EQ Investors uses index funds for model portfolios and ETFs for some of its bespoke portfolios in both core and satellite positions, says head of investing Sophie Kennedy. “We are typically more comfortable holding larger passive exposure during macro risk-on environments and when intra-stock correlations are high, whereas we would be more wary during periods where the market is being whipsawed by macro events.”
ETFs found critic in Bogle
The late Jack Bogle, who was last week remembered as an investor who had done more for the individual saver than Warren Buffett, had long been an ETF critic despite being the founding father of passive investing.
In December 2016, he wrote in the Financial Times that while individual investors were the largest holders of Vanguard “traditional index funds”, banks and financial intermediaries hold almost 90 per cent of the SPDR S&P 500, the first ETF. Turnover in the former was 8% in the former and 3,000% in the latter, he said.
In Europe, Vanguard holds $40bn in ETFs and $130bn in index tracking funds with an agnostic approach to the two products. Globally, those figures are $4.3trn in mutual funds and $990b in ETFs.
7IM senior investment manager Peter Sleep, who focuses on passive portfolios, says he is agnostic but uses far more index funds than ETFs. “I do not believe that ETFs turn private individuals into trading dervishes and the traditional index funds turn private individuals into long term investors.” Although Sleep says an investor who wants to speculate might naturally gravitate to ETFs.
Granularity of ETFs
Speaking to Portfolio Adviser in December, Vanguard UK ETF specialist Liz Wright said: “Where we’re getting a lot more of the ETF investment is the wealth managers, discretionary fund managers, investment managers in asset management houses, that need the granularity, number one, and number two and need the opportunity to make tactical calls.
“It could potentially be something like a three, six, nine-month call they want to do and tactically an ETF is much better for them.”

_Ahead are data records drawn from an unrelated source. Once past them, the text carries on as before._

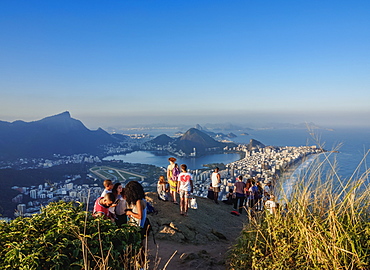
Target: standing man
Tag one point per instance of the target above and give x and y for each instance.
(172, 177)
(184, 188)
(216, 183)
(102, 205)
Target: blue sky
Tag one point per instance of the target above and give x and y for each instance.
(114, 63)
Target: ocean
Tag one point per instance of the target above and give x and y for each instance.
(351, 143)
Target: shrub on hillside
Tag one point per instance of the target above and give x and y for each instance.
(63, 236)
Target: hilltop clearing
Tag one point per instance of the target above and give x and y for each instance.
(200, 240)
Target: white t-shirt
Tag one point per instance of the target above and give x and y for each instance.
(269, 205)
(266, 189)
(184, 181)
(215, 180)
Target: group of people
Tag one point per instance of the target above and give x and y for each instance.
(124, 205)
(179, 181)
(250, 195)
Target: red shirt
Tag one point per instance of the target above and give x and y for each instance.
(98, 208)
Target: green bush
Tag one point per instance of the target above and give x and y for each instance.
(63, 236)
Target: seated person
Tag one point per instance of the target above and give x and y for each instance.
(229, 197)
(102, 204)
(210, 194)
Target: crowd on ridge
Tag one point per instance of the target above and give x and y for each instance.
(127, 204)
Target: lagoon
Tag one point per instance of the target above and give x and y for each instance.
(161, 160)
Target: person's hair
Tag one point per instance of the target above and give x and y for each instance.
(110, 196)
(184, 167)
(162, 179)
(134, 191)
(107, 182)
(114, 190)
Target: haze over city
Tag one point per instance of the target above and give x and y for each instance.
(122, 63)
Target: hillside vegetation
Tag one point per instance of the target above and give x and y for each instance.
(324, 224)
(64, 236)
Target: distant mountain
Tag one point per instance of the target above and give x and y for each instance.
(162, 140)
(58, 134)
(193, 138)
(253, 144)
(216, 135)
(203, 143)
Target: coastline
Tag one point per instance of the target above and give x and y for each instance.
(291, 175)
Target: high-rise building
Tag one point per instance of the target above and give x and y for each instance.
(21, 208)
(33, 193)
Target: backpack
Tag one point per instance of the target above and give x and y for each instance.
(175, 173)
(150, 208)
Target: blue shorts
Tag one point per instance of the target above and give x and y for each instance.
(184, 194)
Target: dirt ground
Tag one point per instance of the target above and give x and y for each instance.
(197, 241)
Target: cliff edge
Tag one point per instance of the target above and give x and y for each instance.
(199, 240)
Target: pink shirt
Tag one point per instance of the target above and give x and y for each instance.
(98, 208)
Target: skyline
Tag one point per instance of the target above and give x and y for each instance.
(142, 62)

ETFs offer more granular exposure, she said. “For example, we have a 1-3 USD Bond ETF. We don’t have that in an index fund, we just have a USD corporate bond fund so you don’t have that duration granularity.”
Transparency on execution and portfolios are among the benefits of ETFs, Franklin Templeton Investments head of ETF sales for Emea Caroline Baron tells Portfolio Adviser. Additionally, all fees are “externalised” in that existing shareholders of ETFs do not bear the costs of any new entrants. The asset manager offers nine ETFs to European investors and no index funds.
Volatility fails to shake ETF inflows
Lyxor head of ETF strategy for Northern Europe Adam Laird says European investors are using ETFs as long-term, low-cost products, matching Bogle’s philosophy.
“Trading volumes do not generally spike in times of volatility, like in the last few months and the last year,” Laird says, adding: “I think it’s undervalued that at times when markets are falling, people don’t want to pay extra fees on the money they have.”
In December 2018, ETFs across Europe took in €2.3bn taking total assets under management to €633.1bn, according to Lipper data.